O Parlamento Europeu voltou a denunciar a deterioração acelerada da democracia na Hungria, ao mesmo tempo que os Governos da União Europeia continuam incapazes de travar a deriva autoritária de Viktor Orbán ou de contornar o seu veto sistemático a decisões sobre a Ucrânia e as sanções contra Moscovo.
De acordo com o jornal ‘El Español’, o primeiro-ministro húngaro consolidou uma influência desproporcionada em Bruxelas, usada para bloquear iniciativas essenciais para a segurança europeia.
Parlamento declara Hungria “regime híbrido de autocracia eleitoral”
Esta terça-feira, o hemiciclo aprovou por larga maioria um relatório que alerta para violações persistentes do Estado de direito, descrevendo a Hungria como um “regime híbrido de autocracia eleitoral”. O texto foi apoiado pela chamada ‘Grande Coligação’ — democratas-cristãos, socialistas, liberais e verdes — com o apoio adicional da esquerda. Já os três grupos de extrema-direita votaram contra.
Os eurodeputados criticam a interferência do executivo de Orbán no poder judicial, redes de clientelismo e corrupção, a utilização indevida de fundos comunitários e ataques constantes à sociedade civil.
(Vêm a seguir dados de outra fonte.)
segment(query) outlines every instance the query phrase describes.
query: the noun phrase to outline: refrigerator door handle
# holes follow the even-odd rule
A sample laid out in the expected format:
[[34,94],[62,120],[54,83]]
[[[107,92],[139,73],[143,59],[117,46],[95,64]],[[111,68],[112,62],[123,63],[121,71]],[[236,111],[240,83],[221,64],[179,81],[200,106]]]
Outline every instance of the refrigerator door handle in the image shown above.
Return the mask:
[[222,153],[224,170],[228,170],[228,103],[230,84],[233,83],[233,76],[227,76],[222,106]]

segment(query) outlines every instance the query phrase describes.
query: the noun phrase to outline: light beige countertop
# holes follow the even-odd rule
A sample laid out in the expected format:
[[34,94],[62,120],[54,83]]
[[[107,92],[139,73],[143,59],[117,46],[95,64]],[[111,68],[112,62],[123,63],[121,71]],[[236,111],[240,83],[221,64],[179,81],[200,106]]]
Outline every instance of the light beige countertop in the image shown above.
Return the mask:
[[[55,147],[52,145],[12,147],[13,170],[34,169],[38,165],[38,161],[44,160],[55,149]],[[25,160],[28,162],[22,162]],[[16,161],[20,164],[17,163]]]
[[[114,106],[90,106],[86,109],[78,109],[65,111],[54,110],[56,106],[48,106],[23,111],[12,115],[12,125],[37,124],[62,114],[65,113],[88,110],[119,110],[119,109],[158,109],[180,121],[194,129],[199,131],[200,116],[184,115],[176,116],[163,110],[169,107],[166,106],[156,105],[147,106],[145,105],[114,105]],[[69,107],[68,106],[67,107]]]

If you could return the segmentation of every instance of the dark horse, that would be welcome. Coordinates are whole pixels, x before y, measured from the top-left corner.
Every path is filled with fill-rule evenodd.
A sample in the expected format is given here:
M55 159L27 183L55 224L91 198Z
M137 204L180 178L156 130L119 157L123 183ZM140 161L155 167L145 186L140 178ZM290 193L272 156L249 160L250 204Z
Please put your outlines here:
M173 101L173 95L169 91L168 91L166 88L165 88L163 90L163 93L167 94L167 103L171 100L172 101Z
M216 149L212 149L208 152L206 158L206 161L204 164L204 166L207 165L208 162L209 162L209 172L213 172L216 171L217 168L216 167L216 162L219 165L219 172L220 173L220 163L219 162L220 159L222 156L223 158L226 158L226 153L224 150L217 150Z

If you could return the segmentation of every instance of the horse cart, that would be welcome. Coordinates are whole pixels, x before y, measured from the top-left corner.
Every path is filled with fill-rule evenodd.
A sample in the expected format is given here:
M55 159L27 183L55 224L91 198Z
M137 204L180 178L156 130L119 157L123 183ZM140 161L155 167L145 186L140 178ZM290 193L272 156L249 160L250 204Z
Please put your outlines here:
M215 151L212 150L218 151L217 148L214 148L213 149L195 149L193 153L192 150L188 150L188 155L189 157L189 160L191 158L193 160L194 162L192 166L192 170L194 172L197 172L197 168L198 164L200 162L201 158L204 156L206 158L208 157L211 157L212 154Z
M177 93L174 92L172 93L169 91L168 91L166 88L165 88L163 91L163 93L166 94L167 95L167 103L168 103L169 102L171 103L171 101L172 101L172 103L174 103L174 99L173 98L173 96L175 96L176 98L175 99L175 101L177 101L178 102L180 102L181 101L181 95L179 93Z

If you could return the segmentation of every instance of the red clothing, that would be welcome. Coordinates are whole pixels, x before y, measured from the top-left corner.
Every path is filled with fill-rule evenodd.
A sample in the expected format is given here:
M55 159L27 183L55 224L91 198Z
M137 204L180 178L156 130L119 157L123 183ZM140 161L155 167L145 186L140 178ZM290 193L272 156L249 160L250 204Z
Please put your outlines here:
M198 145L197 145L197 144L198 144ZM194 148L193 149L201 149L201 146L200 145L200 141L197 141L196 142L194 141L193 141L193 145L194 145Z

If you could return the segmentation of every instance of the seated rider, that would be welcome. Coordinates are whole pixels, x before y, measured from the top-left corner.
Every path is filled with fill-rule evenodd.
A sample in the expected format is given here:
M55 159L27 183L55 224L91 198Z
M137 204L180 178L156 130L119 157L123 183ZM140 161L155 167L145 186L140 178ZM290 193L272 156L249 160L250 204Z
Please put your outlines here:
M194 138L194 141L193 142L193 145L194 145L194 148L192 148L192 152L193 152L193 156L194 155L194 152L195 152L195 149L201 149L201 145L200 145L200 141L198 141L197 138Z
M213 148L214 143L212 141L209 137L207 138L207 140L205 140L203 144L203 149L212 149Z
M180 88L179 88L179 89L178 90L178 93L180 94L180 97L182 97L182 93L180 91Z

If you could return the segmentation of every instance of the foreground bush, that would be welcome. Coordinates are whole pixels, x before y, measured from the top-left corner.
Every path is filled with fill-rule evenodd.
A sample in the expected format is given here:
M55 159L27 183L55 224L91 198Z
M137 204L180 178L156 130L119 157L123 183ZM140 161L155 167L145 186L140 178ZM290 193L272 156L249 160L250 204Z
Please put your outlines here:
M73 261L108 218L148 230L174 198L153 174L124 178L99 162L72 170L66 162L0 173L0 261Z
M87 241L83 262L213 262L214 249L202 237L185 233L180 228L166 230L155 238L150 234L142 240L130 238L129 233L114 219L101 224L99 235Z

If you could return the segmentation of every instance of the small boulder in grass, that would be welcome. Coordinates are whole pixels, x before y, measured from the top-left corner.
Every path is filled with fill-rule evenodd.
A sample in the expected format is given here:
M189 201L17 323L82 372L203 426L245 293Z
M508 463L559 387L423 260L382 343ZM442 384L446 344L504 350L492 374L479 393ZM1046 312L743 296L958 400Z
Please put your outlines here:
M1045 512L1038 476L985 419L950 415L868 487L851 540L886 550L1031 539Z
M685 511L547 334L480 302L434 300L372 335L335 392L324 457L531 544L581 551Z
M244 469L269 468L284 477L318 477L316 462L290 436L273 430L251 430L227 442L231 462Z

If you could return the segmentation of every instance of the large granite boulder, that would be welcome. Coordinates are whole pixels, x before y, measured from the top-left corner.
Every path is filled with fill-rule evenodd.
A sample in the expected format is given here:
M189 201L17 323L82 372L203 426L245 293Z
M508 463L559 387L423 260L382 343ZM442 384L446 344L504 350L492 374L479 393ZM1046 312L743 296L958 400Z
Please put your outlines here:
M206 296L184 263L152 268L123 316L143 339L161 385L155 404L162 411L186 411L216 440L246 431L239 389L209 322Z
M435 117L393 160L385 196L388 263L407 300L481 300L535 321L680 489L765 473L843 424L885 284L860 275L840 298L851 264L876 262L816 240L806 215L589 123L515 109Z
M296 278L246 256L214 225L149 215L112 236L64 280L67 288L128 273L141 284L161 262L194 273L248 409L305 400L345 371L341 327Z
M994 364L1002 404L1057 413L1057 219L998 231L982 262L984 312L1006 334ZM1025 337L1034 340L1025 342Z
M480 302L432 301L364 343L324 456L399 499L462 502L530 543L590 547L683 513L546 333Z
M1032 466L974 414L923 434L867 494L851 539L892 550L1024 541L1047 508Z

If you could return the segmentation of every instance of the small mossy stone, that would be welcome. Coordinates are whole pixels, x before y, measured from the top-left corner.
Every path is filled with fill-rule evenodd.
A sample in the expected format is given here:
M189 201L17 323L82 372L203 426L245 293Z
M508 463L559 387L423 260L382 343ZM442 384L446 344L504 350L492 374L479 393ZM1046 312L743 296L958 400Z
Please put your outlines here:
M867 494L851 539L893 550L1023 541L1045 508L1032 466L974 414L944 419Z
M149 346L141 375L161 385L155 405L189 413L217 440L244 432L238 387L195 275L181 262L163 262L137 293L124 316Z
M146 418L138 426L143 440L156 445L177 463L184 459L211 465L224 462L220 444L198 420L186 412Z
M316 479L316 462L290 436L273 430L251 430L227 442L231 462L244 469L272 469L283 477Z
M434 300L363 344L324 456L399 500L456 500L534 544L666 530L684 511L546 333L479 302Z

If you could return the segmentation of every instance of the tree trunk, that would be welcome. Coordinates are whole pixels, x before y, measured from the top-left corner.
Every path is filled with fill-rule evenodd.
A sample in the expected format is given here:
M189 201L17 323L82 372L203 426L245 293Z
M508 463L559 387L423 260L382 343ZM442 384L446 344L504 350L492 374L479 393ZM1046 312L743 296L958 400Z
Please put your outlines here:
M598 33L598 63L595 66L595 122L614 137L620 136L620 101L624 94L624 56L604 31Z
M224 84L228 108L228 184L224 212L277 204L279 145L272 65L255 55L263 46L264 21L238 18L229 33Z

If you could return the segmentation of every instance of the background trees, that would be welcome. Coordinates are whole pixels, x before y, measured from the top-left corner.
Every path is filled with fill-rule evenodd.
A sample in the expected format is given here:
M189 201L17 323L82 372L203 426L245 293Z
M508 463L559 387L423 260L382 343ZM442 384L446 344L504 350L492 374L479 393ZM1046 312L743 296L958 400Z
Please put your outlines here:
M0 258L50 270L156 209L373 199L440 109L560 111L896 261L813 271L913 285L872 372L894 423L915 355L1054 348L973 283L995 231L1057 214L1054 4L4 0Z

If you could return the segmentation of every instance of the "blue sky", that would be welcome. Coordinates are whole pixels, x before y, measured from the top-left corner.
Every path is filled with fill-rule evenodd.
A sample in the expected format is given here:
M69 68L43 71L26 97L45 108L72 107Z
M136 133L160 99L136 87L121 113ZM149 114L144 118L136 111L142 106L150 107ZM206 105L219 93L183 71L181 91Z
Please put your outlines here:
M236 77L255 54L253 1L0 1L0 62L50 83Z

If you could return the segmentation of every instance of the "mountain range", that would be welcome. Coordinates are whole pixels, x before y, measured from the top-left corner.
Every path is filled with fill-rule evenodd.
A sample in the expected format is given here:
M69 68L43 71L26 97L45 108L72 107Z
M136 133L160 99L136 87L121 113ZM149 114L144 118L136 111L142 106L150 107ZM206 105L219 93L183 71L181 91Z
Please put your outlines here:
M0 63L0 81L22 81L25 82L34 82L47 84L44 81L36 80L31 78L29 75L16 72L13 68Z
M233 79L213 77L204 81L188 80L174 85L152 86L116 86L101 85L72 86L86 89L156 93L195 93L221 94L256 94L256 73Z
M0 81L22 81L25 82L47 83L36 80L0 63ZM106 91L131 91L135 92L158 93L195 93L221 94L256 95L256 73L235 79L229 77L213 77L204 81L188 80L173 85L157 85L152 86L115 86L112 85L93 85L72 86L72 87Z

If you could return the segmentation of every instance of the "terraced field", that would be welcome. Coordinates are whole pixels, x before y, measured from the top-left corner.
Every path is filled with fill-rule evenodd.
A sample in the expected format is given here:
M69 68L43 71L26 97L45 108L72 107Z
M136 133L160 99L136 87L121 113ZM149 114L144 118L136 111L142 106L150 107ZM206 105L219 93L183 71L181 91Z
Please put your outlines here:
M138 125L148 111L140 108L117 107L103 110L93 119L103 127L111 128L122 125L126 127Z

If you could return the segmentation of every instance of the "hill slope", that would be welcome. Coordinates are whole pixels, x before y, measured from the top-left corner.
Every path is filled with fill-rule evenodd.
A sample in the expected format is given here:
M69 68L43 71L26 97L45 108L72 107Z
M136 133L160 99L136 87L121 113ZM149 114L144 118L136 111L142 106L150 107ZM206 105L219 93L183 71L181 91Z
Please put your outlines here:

Entre os problemas apontados estão o enfraquecimento do Conselho Nacional da Magistratura, pressões sobre a liberdade académica, concentração da publicidade estatal em meios pró-governamentais e a proibição de facto das marchas LGBTQIA+.
O relatório exige ainda que a Comissão publique rapidamente os resultados da investigação sobre uma alegada rede de espionagem húngara nas instituições europeias, envolvendo o comissário Olivér Várhelyi.
Alarmes sobre desinformação e deepfakes antes das eleições de 2026
O documento alerta igualmente para a proliferação de conteúdos políticos gerados por inteligência artificial na Hungria, incluindo vídeos deepfake ligados ao partido de Orbán, com o objetivo de confundir eleitores e desacreditar adversários. Os eurodeputados acusam a Comissão de não conseguir travar a deriva autoritária e permitir o enfraquecimento continuado do Estado de Direito.
O comissário europeu para a Justiça, Michael McGrath, defendeu-se das críticas, recordando que Budapeste tem atualmente 18 mil milhões de euros congelados e perdeu definitivamente mil milhões de euros da sua dotação inicial de coesão. Bruxelas mantém ainda uma série de processos de infração relacionados com liberdades académicas, imprensa, direitos de migrantes e proteção de pessoas LGBTIQ.
UE considera usar “botão nuclear”, mas processo está bloqueado
O último recurso disponível seria acionar plenamente o artigo 7º do Tratado e suspender o direito de voto da Hungria no Conselho. O procedimento foi iniciado em 2018, mas permanece paralisado: a suspensão exige unanimidade e Orbán conta com o apoio do primeiro-ministro eslovaco, Robert Fico.
Sem consenso entre os Estados-membros, cresce a aposta política numa eventual derrota do Fidesz nas eleições de abril de 2026. As sondagens dão vantagem a Péter Magyar, antigo aliado de Orbán que se afastou após acusar o Governo de corrupção e autoritarismo.
A preocupação em Bruxelas é que novos Governos alinhados com a Hungria — como o de Andrej Babiš, caso vença na Eslovénia — impeçam definitivamente qualquer resposta europeia caso Orbán mantenha o poder. A UE receia que este bloqueio prolongado comprometa a segurança comum, a política externa e a capacidade de resposta à guerra na Ucrânia.